Excerpt from “Alone in the Classroom”
Other children were out picking that morning, but she passed them by in her light-blue dress and sandals.“Ethel,” they called, and she gave a quick smile and went on up the road towards the woods and fields at the top of the hill. She had an empty kettle in each hand and was alone, despite having three sisters.
They were a family of bright solitaries, studious, quiet. Unlike anyone else in that town in the Ottawa Valley, she had been conceived in India, born in India, and raised there until the age of three. Her earliest memory was having warm water ladled over her hot head from an earthenware jar. For five years her father served in the British Army, then he left that parched and dusty land for the woods and rivers of Canada. In their apartment on the third floor of the Stewart Block adjoining the Rover Garage, there were a few keepsakes from that time, small ornaments, lacquered boxes, a monkey carved in ebony. Had they lived in a house with a veranda and a grassy yard, she might not have been so inclined to stay away for hours at a time.

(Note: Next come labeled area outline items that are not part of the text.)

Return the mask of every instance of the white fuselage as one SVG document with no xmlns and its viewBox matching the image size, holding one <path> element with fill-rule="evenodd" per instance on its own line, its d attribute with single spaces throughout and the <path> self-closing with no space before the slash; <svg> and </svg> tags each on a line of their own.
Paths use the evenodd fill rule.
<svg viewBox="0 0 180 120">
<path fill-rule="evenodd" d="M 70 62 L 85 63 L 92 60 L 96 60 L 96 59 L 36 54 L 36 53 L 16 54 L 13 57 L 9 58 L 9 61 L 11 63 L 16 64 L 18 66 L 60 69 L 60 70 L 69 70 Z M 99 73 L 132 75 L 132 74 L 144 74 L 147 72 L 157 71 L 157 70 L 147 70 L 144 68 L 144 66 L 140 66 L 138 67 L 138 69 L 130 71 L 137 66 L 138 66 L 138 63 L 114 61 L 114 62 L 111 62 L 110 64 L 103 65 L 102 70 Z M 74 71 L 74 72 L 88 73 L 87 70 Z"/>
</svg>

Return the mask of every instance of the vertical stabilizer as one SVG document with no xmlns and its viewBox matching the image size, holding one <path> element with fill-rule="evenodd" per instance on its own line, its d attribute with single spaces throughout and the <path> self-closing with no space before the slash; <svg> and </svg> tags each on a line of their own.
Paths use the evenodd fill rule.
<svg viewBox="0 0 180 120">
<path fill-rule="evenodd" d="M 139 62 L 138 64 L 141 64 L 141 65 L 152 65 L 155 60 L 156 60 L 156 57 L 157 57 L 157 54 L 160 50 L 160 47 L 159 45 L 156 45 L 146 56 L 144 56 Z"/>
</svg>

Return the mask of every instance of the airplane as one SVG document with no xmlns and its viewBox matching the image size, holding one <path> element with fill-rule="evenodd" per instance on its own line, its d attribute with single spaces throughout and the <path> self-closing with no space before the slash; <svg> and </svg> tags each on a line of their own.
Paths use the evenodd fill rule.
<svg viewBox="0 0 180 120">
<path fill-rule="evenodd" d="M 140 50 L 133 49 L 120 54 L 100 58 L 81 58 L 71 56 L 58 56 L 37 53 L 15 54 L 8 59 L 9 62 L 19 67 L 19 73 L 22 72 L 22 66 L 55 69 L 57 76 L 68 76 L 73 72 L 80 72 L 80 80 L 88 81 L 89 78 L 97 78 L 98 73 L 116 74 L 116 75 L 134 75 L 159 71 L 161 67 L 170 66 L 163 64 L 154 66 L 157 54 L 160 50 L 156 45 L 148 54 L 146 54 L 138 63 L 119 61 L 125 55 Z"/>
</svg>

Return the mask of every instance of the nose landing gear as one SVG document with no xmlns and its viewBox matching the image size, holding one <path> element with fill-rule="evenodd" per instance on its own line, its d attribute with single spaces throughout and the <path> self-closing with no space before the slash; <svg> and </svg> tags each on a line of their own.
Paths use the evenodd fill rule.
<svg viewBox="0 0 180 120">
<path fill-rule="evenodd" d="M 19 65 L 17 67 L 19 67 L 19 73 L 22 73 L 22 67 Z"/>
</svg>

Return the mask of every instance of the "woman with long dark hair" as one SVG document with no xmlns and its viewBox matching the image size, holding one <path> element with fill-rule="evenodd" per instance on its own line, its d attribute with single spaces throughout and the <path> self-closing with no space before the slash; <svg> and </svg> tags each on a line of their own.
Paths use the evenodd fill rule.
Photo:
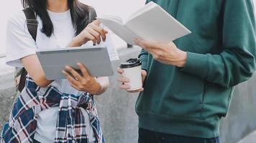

Her mother, waiting impatiently for the plums to ripen, was no great admirer of chokecherries. Nevertheless, she simmered a second batch in a big preserving kettle and strained it through cheesecloth, then added four cups of sugar for every two cups of cherry juice and let the liquid boil until the flow of juice off a spoon turned to slower drips that came together in a sheet and broke off, at which point she removed the pot from the fire.
Ruby-sweet jelly was the ultimate goal, manufactured in summer kitchens for winter mornings. Pickers were out every day that summer, mainly children, the fruit uncommonly plentiful in a year that also saw a heavy growth of plums in gardens and fields. Blueberries had given promise, too, but in the hot, dry weather of late July the blue gold suffered a setback, and some were going as far away for them as the mountains of Pakenham.
Chokecherries merit the name,puckering one up even more than green apples. Held aloft on low and spindly trees, the size of peas, almost black when ripe and almost edible when black. Shiny black. Prune-black. Prunus virginiana. Not a name children knew, but they knew the word astringent.
Roads were narrower in 1937, more shaded. Cars less common and slower. Summer feet were bare and tough, or shod in old leather. Faces were careless of the sun. Noses burned, and children aided the peeling by picking the skin loose and giving it a fascinated tug. As many peelings per summer as there were pips in a winter grapefruit.
In a dress you were one flitting colour among many in a landscape that mobilized its colours into a procession of ripening—from wild strawberries in June more potent in flavour, more fragrant than twenty garden berries put together and reason for kneeling on the grassy verge, your face inches above your prey, your fingers gently grappling to dislodge the firm, pale, tiny necks from their leafy hulls—to raspberries in July that raked your hands and arms as you grabbed a thorny cane and swung it back like a throat about to be slit, the soft red fruit like gobbets of blood–to blueberries in August abloom with ghostly light that erased itself in your fingers. The whole landscape was a painting come to life, and not a Canadian painting (no figures allowed), but a European painting, peopled and un-peopled, storied, brazen.
A deer came out of the bush. Hardly a sound. It was there, a tawny pose and wet eyes.They absorbed each other’s attention. The deer lowered its head and nibbled, Ethel moved closer. Around them was birdsong, breezes. One small branch of a leaning maple showed the first touch of red.
Early August. The jewelweed was in blossom, tomatoes were ripening, the morning became increasingly hot. Summer held. But school was in the air. Every child felt it. She was aware of precious time running out.
*****
The search for the lost girl started at suppertime and spread rapidly. First, family and neighbours, then the police and Boy Scouts combed the Opeongo Road where she had been seen walking that morning. They moved out through the fields and along the creek, the Scouts blowing horns to communicate their whereabouts far and wide. Bugling criss-crossed the evening and gave the impression of a summer fox hunt. The sun began to go down.
Crows, not quiet before, were quiet now. A breeze picked up and stirred the leaves. Shadows deepened, but fields and woods were still clear enough to an accustomed eye. And a shout went up. A young man had stumbled over a body.